Vascular and myocardial inflammation are significantly increased in Acute Coronary Syndrome (ACS) patients, are closely correlated to LDL-C levels, and are associated with these adverse consequences in the post-ACS patient population. Serum proprotein convertase subtilisin/kerin type 9 (PCSK9) levels are also increased in ACS, may raise LDL-C, and the investigators' pre-clinical studies indicate that PCSK9 is also a potent inducer of vascular inflammation. The addition of the PCSK9 antibody evolocumab, currently approved to lower LDL-C in certain patient populations, to current medical therapies would appear to be of particular benefit in patients with an ACS by markedly reducing LDL-C, stabilizing vulnerable plaque, and limiting inflammation-associated myocardial cell loss and resultant dysfunction.

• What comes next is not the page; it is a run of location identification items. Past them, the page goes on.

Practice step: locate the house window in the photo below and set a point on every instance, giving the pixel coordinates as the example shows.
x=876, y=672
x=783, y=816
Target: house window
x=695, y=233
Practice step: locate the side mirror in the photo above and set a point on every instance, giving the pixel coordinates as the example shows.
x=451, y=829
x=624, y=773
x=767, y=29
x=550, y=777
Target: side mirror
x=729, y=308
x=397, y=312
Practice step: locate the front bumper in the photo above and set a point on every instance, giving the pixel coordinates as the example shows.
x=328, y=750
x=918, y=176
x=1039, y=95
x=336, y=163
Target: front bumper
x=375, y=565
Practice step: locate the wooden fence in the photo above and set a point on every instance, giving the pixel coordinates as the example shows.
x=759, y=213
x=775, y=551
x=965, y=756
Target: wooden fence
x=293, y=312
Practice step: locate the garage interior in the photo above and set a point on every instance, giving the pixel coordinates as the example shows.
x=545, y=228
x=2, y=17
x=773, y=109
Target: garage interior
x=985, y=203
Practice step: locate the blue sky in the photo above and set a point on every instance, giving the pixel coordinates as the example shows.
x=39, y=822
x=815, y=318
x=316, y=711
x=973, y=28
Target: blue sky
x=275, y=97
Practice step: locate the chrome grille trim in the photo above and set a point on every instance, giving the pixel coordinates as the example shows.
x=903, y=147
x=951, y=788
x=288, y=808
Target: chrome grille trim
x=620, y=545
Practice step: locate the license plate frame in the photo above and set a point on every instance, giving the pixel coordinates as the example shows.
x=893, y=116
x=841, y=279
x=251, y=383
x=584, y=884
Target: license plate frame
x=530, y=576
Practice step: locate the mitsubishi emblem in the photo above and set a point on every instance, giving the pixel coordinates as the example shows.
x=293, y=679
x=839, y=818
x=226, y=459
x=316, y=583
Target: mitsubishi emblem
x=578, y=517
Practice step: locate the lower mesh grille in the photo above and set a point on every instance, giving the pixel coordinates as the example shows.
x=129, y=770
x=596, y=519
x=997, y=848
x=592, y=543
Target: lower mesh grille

Condition or Disease Intervention/Treatment Phase
Phase 2

Detailed Description

Despite aggressive early intervention and current secondary prevention strategies, many patients who survive hospitalization for an acute coronary syndrome (ACS) experience subsequent unfavorable outcomes, including recurrent ischemic events and unfavorable cardiac remodeling associated with progressive left ventricular dysfunction and congestive heart failure. Vascular and myocardial inflammation are significantly increased in ACS patients, are closely correlated with LDL-C levels, and are associated with these adverse consequences. Serum proprotein convertase subtilisin/kerin type 9 (PCSK9) levels are also increased in patients with ACS, may raise LDL-C, and the investigators' pre-clinical studies indicate that PCSK9 is also a potent inducer of vascular inflammation. The addition of evolocumab to current medical therapies may therefore be of particular benefit in these patients, by markedly reducing LDL-C, stabilizing vulnerable plaque, and limiting inflammation-associated myocardial cell loss and resultant dysfunction.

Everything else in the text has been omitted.